|Quoting parapente (Thread starter):|
If so they must be enjoying some significant improvements in economy and reliability over the past few years - and indeed the next couple.Or are they in some way "too different"
While the CFM56-5B on the 320 and the CFM56-7B on the 737NG are not very different (apart from the fan), then the CFM56-5C on the 340 is a rather different animal.
It is for instance some 66% heavier - 8,800 lbs vs 5,250 lbs for the -5B and -7B. It also has by far the biggest fan of all CFM56 versions.
While some -5B and -5C versions are rated at rather similar takeoff thrust, the the -5C has much higher thrust rating for climb and cruise at altitude.
The few dozen CFM56 variants can be grouped into three groups:
1. The old ones, -2, -3 and -5A
2. The much reworked and improved ones (first certification 1994), -5B and -7B
3. The bigger, heavier and more powerful one (first certification 1991), -5C.

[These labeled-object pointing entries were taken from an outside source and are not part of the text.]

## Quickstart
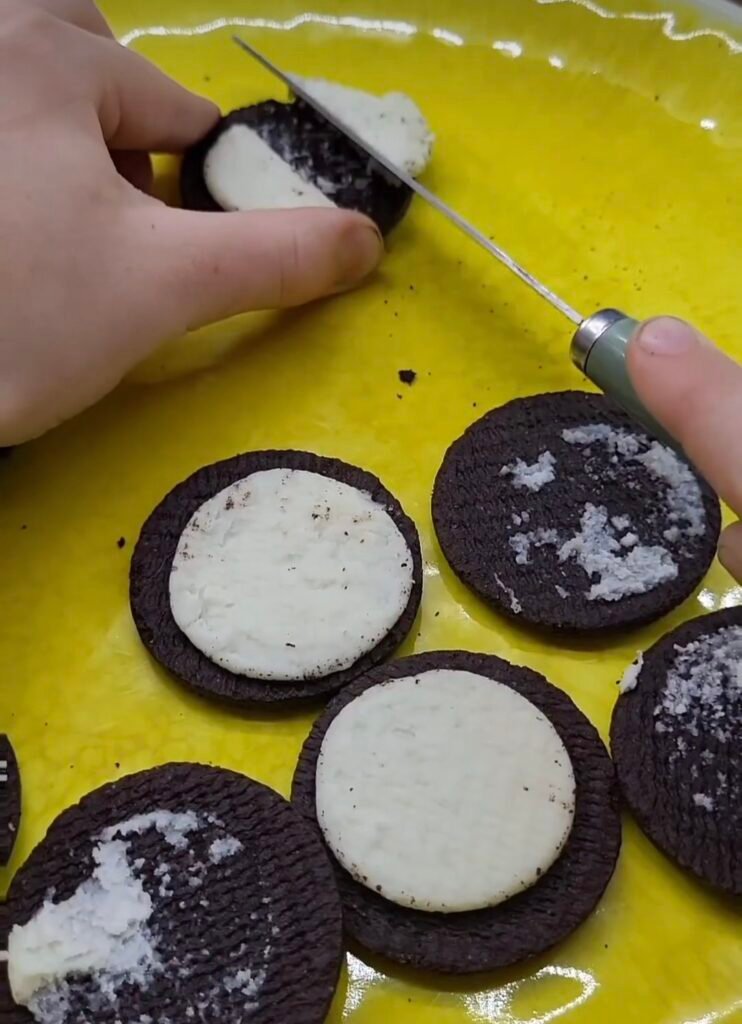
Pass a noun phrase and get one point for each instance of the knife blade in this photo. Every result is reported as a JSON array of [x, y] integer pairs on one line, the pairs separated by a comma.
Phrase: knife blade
[[453, 216], [601, 341]]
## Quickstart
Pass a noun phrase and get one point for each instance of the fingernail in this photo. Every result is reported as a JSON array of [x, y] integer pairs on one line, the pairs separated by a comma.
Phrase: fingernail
[[359, 254], [666, 336]]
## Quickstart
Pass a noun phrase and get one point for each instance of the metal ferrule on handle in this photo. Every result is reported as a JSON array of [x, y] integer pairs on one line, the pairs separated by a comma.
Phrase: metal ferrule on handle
[[599, 348]]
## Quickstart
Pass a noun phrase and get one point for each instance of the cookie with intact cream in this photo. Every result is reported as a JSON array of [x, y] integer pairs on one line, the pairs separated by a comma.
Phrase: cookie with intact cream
[[284, 155], [468, 830], [275, 577]]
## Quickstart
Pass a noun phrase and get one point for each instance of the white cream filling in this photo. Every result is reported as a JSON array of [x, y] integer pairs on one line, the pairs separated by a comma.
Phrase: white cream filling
[[289, 574], [392, 124], [242, 172], [444, 792]]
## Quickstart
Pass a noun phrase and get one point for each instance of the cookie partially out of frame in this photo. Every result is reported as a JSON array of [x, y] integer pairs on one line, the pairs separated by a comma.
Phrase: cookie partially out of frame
[[527, 924], [675, 738], [562, 513], [156, 551], [9, 799], [245, 922], [315, 150]]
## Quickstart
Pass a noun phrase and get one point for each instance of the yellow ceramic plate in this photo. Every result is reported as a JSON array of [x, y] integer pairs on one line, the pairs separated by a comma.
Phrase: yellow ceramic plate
[[600, 142]]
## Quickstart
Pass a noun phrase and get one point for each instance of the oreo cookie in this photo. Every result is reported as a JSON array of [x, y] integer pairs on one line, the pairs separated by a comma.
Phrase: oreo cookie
[[560, 512], [9, 799], [675, 740], [320, 156], [193, 892], [303, 592], [526, 924]]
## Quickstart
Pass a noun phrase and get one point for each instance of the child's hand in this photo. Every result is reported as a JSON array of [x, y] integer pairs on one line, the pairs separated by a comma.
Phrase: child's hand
[[696, 392], [93, 272]]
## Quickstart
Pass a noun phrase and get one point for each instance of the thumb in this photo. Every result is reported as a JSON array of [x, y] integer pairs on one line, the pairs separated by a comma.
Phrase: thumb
[[696, 392], [207, 266]]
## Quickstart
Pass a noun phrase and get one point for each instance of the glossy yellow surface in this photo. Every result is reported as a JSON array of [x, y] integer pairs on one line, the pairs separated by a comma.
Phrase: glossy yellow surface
[[600, 141]]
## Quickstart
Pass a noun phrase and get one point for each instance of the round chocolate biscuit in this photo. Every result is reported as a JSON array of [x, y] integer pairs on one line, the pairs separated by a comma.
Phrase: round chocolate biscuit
[[245, 922], [524, 925], [9, 799], [675, 740], [156, 550], [315, 150], [561, 512]]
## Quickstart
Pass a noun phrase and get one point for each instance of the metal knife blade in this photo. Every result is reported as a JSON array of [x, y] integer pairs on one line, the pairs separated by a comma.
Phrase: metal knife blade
[[461, 222]]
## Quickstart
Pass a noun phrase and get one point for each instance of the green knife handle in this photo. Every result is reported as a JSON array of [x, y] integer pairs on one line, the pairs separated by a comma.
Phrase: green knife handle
[[599, 348]]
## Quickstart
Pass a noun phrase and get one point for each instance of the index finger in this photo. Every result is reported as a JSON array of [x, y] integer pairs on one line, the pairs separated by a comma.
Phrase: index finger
[[695, 390]]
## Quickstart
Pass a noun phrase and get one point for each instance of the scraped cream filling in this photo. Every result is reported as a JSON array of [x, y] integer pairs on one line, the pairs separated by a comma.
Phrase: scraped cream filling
[[289, 574], [444, 792], [391, 124], [243, 172]]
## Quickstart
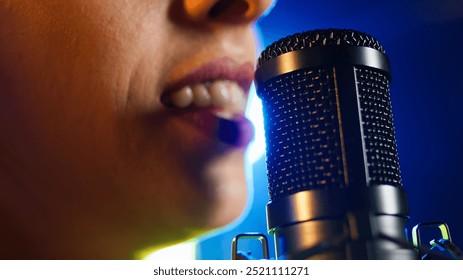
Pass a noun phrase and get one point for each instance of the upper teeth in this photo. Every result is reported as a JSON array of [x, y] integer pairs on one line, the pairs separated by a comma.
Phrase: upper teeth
[[222, 93]]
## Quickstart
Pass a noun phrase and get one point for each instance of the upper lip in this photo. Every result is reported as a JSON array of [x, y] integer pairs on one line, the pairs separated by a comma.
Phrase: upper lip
[[218, 69]]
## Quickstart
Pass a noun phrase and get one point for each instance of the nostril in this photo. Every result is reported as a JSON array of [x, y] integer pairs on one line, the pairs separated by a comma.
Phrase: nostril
[[229, 8]]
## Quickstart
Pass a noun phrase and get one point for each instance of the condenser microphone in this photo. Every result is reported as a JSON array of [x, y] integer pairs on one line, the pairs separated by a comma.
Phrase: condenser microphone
[[334, 182]]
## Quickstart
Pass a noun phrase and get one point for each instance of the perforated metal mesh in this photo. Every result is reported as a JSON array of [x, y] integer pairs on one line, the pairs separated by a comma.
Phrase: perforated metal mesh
[[322, 37], [302, 121], [378, 127], [303, 145]]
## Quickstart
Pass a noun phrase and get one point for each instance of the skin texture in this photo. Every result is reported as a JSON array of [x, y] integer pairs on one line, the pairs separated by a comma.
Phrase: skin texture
[[92, 164]]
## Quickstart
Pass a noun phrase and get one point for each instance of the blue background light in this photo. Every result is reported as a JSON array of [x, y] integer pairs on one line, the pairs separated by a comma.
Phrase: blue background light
[[424, 42]]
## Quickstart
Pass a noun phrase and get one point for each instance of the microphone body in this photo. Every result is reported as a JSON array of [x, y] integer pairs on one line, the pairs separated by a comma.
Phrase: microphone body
[[334, 179]]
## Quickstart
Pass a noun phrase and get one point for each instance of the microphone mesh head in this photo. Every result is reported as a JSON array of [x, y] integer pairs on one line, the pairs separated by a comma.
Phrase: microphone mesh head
[[319, 38], [302, 125]]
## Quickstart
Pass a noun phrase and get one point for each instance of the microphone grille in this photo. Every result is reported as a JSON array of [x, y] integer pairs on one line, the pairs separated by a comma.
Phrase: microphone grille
[[306, 136], [320, 37]]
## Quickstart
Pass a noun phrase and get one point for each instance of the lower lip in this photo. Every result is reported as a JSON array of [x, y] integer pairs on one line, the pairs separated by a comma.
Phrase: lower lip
[[237, 132]]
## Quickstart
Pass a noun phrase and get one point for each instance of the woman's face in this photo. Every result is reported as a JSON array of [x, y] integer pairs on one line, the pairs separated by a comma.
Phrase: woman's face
[[108, 118]]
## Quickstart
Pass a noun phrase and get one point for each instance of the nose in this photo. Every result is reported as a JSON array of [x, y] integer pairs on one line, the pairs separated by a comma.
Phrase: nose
[[226, 10]]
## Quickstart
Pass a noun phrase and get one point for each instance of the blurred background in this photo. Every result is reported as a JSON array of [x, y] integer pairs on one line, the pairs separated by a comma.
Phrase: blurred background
[[424, 42]]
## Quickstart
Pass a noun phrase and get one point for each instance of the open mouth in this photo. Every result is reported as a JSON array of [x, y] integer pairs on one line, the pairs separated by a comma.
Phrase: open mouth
[[216, 108]]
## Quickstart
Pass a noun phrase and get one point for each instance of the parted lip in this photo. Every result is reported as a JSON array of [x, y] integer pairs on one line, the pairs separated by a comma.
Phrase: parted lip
[[218, 69]]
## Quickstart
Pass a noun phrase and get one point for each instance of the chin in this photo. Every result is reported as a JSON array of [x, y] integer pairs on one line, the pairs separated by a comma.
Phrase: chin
[[230, 189]]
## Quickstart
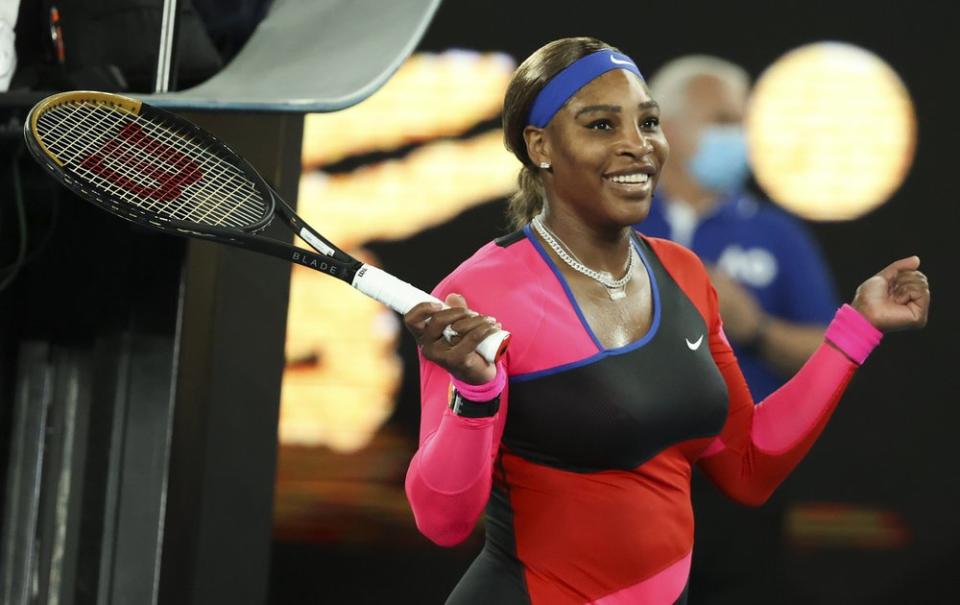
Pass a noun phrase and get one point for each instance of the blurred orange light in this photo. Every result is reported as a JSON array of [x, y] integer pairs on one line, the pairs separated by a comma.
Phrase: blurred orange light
[[831, 131]]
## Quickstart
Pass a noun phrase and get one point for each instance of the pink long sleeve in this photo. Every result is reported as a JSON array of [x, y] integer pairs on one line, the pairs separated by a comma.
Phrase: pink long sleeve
[[448, 481], [761, 444]]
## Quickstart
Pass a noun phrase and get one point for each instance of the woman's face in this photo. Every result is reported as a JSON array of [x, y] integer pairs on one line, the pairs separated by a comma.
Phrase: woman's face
[[606, 150]]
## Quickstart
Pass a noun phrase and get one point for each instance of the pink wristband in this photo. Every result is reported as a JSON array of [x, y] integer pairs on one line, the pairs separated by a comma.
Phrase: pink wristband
[[485, 391], [853, 334]]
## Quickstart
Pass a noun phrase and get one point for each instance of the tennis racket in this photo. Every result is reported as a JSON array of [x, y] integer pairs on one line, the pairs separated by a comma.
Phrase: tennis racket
[[158, 170]]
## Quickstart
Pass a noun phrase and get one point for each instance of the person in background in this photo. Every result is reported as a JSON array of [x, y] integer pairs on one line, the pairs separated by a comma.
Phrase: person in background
[[776, 295]]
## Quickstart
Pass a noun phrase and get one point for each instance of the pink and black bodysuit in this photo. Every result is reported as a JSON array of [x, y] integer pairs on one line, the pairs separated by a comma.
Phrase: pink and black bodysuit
[[584, 472]]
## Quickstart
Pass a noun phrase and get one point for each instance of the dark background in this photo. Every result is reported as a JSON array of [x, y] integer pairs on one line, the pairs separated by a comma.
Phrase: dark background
[[889, 447]]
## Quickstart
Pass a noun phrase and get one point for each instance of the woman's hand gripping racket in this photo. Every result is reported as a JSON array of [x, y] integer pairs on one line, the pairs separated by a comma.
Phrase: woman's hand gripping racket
[[158, 170]]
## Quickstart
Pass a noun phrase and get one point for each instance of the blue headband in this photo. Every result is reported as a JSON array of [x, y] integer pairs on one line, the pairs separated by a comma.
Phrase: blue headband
[[571, 79]]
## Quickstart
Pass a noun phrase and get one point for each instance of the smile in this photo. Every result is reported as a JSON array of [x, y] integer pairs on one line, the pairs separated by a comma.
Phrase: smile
[[636, 177]]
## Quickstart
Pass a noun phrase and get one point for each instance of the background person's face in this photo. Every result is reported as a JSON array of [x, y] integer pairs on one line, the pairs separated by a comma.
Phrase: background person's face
[[710, 101]]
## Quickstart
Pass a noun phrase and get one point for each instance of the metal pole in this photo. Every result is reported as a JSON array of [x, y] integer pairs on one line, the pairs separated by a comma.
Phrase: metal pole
[[165, 68]]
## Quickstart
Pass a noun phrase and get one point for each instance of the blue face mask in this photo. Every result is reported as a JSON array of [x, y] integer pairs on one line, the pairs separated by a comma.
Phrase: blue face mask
[[720, 162]]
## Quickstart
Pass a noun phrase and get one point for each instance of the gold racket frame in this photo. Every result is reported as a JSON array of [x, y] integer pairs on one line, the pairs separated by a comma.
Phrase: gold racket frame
[[129, 104]]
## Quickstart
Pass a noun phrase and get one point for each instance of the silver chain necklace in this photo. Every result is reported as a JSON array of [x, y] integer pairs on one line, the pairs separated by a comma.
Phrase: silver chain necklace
[[615, 287]]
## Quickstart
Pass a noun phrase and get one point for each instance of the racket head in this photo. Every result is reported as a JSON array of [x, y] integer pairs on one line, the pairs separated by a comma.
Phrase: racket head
[[147, 165]]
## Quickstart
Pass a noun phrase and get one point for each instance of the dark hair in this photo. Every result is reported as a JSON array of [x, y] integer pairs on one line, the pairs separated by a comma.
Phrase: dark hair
[[527, 82]]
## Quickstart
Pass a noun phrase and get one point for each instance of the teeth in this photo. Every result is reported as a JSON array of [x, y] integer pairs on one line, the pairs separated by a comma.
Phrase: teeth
[[638, 177]]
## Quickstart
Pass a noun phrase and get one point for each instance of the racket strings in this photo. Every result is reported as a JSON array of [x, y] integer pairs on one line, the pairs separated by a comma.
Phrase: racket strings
[[150, 165], [211, 209], [202, 212]]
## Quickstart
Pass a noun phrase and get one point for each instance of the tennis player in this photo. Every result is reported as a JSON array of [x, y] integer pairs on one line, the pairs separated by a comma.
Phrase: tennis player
[[579, 442]]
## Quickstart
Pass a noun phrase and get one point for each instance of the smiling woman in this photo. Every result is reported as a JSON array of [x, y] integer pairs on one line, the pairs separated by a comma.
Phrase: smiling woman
[[619, 378]]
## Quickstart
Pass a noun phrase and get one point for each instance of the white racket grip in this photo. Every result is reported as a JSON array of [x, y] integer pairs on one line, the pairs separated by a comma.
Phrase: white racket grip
[[401, 297]]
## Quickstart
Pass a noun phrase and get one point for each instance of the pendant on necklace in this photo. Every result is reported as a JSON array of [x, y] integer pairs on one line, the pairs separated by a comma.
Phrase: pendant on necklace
[[617, 293]]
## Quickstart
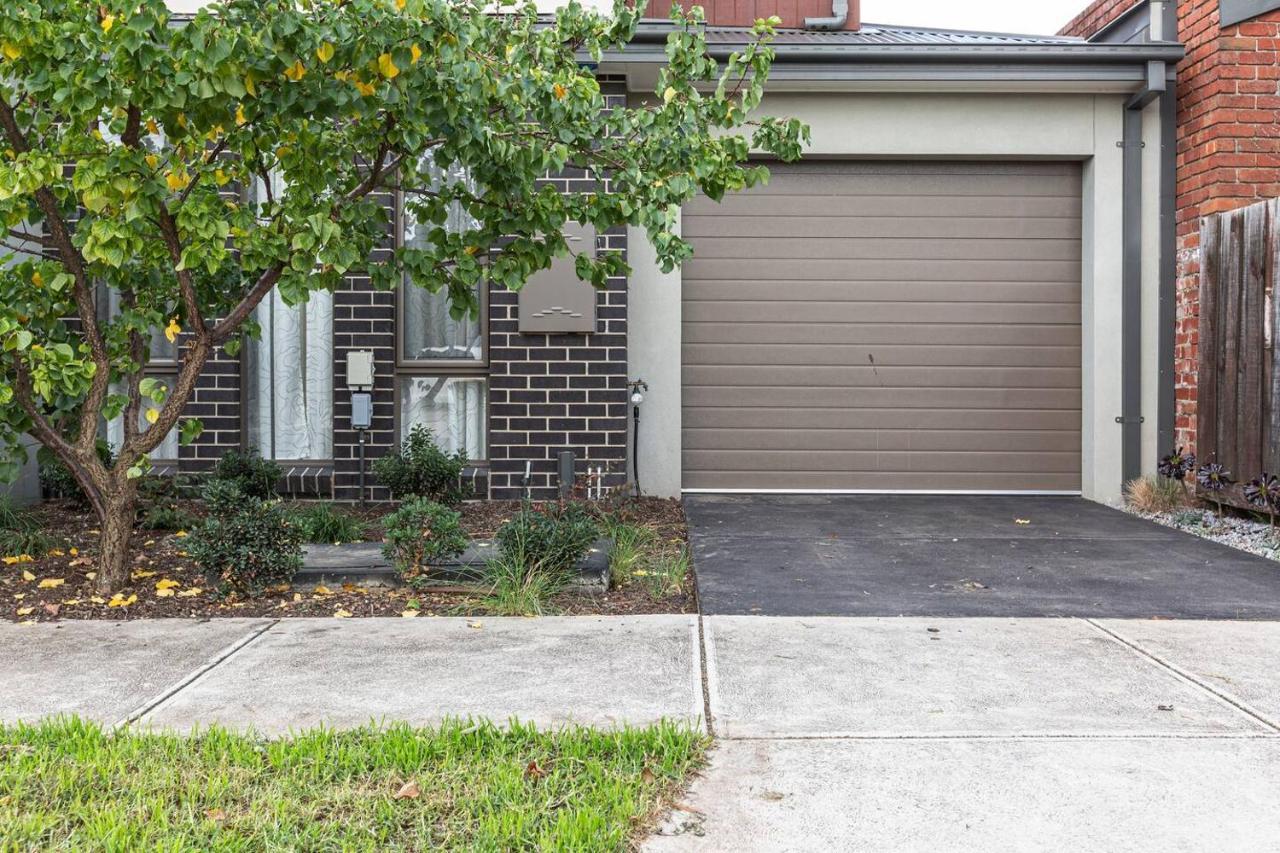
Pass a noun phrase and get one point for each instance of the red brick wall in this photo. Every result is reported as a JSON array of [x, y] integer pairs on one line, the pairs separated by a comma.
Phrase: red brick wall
[[1228, 147], [743, 13]]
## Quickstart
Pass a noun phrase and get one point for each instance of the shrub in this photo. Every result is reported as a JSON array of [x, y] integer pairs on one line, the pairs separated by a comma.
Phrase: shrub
[[246, 544], [168, 516], [421, 469], [420, 533], [256, 477], [549, 542], [1155, 495], [321, 521]]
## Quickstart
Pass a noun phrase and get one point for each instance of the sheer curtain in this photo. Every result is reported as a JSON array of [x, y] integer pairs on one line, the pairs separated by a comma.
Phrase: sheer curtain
[[429, 331], [291, 379], [453, 409]]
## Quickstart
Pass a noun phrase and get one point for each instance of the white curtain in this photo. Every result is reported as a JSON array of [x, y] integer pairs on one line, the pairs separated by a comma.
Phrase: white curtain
[[453, 409], [291, 379], [429, 331]]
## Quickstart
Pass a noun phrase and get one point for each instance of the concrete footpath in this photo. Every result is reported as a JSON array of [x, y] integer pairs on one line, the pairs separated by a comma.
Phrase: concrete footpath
[[880, 734]]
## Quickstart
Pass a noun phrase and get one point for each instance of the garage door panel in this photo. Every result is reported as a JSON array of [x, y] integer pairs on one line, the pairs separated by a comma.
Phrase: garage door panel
[[880, 270], [886, 327], [904, 437], [858, 249], [1066, 400], [886, 420], [886, 311], [848, 291], [901, 208], [881, 461], [707, 342], [883, 377], [876, 227]]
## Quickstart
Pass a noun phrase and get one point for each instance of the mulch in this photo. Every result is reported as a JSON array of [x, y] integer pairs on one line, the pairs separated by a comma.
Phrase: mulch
[[167, 584]]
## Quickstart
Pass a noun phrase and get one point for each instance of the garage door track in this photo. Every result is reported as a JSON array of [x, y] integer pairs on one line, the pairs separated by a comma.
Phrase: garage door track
[[963, 556]]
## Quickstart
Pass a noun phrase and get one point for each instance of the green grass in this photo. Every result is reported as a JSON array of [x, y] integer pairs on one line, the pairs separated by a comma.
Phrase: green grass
[[65, 784]]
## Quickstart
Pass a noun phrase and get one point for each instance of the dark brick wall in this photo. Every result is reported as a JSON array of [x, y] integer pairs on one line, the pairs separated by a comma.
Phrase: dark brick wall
[[556, 392]]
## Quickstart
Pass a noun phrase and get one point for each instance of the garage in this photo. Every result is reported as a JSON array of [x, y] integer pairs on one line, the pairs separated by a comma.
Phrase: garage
[[886, 327]]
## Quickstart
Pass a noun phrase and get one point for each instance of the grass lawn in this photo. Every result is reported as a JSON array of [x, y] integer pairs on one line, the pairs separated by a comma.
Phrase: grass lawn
[[68, 784]]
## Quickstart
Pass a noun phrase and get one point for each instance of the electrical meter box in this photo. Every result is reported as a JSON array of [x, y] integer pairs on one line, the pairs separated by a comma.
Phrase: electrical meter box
[[556, 300], [360, 369]]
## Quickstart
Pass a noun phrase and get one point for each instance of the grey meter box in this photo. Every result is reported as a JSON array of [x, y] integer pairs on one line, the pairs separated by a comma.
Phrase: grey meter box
[[557, 300]]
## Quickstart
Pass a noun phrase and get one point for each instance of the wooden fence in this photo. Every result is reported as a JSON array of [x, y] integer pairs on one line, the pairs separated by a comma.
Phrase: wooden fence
[[1238, 407]]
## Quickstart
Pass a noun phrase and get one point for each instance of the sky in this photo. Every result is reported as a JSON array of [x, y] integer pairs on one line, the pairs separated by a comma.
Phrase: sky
[[1033, 17], [1036, 17]]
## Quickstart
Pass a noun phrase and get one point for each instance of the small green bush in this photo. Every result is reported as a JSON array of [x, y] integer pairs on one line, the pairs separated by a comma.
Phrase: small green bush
[[549, 542], [421, 533], [246, 544], [167, 516], [256, 477], [421, 469], [321, 523]]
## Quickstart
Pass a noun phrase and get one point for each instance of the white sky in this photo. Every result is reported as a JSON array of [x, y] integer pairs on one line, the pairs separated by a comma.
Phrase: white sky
[[1031, 17], [1037, 17]]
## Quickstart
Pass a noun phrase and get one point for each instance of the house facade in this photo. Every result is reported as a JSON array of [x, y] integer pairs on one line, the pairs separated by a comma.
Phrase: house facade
[[959, 290], [1228, 114]]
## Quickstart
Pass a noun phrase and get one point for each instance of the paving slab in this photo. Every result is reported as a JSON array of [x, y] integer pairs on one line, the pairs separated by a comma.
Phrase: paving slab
[[1075, 794], [602, 671], [104, 670], [1238, 660], [963, 556], [830, 678]]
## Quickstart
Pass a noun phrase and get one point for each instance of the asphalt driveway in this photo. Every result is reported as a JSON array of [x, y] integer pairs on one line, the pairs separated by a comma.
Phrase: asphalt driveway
[[963, 556]]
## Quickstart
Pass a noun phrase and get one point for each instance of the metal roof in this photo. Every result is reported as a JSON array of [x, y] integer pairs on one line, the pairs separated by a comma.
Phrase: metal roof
[[883, 35]]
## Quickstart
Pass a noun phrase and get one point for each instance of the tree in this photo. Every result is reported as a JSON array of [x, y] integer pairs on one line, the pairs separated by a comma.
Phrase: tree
[[127, 142]]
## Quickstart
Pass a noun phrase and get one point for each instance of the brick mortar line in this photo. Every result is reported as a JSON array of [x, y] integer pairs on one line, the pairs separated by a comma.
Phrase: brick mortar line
[[174, 689], [1189, 678]]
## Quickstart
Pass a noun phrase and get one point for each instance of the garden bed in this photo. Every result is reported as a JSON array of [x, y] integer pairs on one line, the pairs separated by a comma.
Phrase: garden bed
[[59, 583]]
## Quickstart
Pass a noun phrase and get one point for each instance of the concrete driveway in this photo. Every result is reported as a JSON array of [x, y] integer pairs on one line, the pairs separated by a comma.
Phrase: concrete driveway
[[963, 556]]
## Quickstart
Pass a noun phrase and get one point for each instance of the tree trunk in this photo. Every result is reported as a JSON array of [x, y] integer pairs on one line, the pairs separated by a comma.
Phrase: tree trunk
[[113, 551]]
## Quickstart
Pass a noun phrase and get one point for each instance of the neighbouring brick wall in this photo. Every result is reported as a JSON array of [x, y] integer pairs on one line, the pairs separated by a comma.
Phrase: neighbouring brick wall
[[1228, 149], [554, 392]]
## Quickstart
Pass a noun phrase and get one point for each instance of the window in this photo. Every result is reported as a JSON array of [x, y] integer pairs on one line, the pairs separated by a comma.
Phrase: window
[[288, 370], [442, 379], [288, 377]]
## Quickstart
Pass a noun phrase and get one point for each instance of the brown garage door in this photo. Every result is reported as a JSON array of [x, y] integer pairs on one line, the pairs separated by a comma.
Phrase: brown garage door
[[886, 327]]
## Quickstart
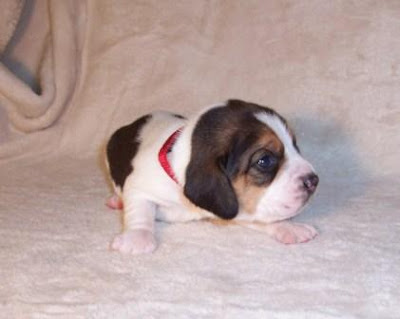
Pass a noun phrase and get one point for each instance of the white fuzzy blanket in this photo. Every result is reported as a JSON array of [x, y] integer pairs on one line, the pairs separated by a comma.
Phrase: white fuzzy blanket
[[331, 67]]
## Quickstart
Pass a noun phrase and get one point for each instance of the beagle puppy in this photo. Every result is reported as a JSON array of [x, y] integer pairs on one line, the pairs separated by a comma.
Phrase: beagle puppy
[[237, 162]]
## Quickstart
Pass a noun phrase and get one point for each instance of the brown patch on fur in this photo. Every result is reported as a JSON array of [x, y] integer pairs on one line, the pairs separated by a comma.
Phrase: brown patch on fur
[[247, 183]]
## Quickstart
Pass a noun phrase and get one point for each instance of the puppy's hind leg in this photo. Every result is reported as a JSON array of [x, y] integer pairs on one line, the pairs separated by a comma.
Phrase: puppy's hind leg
[[138, 234]]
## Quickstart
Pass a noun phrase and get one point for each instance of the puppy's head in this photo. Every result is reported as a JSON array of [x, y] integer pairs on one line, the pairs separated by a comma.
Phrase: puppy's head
[[245, 163]]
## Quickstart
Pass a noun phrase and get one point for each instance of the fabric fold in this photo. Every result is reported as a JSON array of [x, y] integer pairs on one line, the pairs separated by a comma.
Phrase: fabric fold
[[58, 27]]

At the end of the day hardware updates on the -5B and -7B will hardly be directly transferable to the -5C. But since all CFM56 engines share the same basic design philosophy, then improvements may over time find their way to all versions the same way as RR Trent 1000 (B787) design details are these days planned to be implimented on Trent 700 and 900 engines on A330 and A380, also as update kits.
Creation of the -5C in 1987-1991 was in fact the major "revolution" in CFMI engine design. The smaller -5B and -7B owes a lot of design details to the several years earlier -5C. But no more than that, they are very different animals.